Q. I have an idea for a spec pilot that I think I could knock out of the park, but I'm concerned about commercial appeal and production logistics. It's set entirely in a specific Asian country, but with an international cast of characters. Do I need to worry about any of that in a spec pilot to be used as a writing sample? Will I seem out of touch with what the North American industry wants if I write something along these lines?
I assume you're not talking about a war series. Shows about Americans at war overseas (GENERATION KILL, M*A*S*H, OVER THERE, BAND OF BROTHERS, THE UNIT) obviously can work. (We'll see how ZOS works for Canadians -- it's about peacekeepers, natch. Malcolm MacRury's pilot script is superb.)
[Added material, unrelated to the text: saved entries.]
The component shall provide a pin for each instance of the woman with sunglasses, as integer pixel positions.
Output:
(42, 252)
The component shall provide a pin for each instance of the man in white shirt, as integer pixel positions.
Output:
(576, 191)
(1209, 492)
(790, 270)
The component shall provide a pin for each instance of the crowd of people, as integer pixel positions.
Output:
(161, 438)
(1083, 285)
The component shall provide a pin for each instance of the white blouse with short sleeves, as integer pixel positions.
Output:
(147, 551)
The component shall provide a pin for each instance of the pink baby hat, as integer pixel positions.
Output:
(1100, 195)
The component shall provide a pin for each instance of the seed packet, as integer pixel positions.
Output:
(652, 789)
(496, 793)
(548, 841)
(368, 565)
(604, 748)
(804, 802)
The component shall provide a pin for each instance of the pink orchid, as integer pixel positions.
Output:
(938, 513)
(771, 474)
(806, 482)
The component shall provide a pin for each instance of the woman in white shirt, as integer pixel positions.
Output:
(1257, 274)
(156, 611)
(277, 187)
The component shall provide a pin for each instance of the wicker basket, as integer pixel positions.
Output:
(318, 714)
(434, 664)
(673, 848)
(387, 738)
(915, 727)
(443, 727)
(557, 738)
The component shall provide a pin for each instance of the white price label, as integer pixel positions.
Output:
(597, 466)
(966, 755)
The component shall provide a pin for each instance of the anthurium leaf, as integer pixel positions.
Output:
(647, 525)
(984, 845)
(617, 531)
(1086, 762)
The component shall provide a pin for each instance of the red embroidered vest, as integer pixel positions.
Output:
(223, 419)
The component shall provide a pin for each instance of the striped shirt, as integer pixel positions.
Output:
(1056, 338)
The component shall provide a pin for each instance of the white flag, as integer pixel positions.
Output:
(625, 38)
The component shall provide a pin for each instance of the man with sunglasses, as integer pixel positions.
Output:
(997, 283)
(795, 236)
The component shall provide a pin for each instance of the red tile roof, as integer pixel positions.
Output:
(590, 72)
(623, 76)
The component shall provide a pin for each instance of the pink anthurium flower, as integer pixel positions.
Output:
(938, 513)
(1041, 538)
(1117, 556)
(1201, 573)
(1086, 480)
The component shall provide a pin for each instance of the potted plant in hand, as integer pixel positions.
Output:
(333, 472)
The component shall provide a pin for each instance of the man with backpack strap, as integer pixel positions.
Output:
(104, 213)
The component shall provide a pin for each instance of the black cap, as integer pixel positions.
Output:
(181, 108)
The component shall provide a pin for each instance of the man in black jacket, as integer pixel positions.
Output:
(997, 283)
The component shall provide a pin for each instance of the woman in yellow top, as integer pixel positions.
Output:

If you're intending your spec pilot as a writing sample -- say you're not yet at a point in your career where you need to seriously worry about whether you will actually sell your pilot-- then you have a little latitude. A show set overseas is a long shot, but it might stand out from the rest of the pile of reading, especially if you do knock it out of the park.
I would consider writing it if it has a really great hook and the venue enables you to tell fascinating, fresh stories. I would also make sure that it is convincing as a TV show in every other regard.
- Is there a core cast that constitutes a "family" either of blood or of choice?
- Is there a strong story motor? Do "stories walk in the door"?
- Do the stories tend to unfold in a limited number of controllable venues?
Your lead pretty much has to be American and otherwise relatable since the setting is foreign. Ideally two of your leads are American.
I'm not sure you need to make this a cable show. War stories show up on both cable and on broadcast, so I am not sure that your Asian whatever can't be on broadcast. That determination has more to do with how niche your audience is. MAD MEN is cable because it's demanding serial drama set in 1962. (Quick, name some period shows on broadcast!) DEXTER is cable because it makes a serial killer lovable, and advertisers might balk at that.
If you care deeply about an idea, it's usually worth pursuing. It should be a good writing sample for you; and maybe you'll figure out how to make it more network-ready as you work on it. I say go for it.
Labels: spec pilots
Read William Goldman. He talks about how being too real can damage a movie because reality isn't always... realistic. So structure and "believability" should trump the "truth."
Maybe it's too obvious to mention, but LOST is set abroad and features an international cast. Granted, the two leads are American, and many (certainly not all) of the international players come from English-speaking countries. And the deserted island setting doesn't require the audience to "get used to" a different dominant culture. Still, I think it's fair to say that it at least proved that stories involving international casts and subtitles can find a mass audience.
American Dreams was on NBC for a few seasons. That's the most recent I can think of.
And I suppose That 70s Show doesn't count as drama. But yeah, Mad Men I don't really see happening on any network I've ever watched.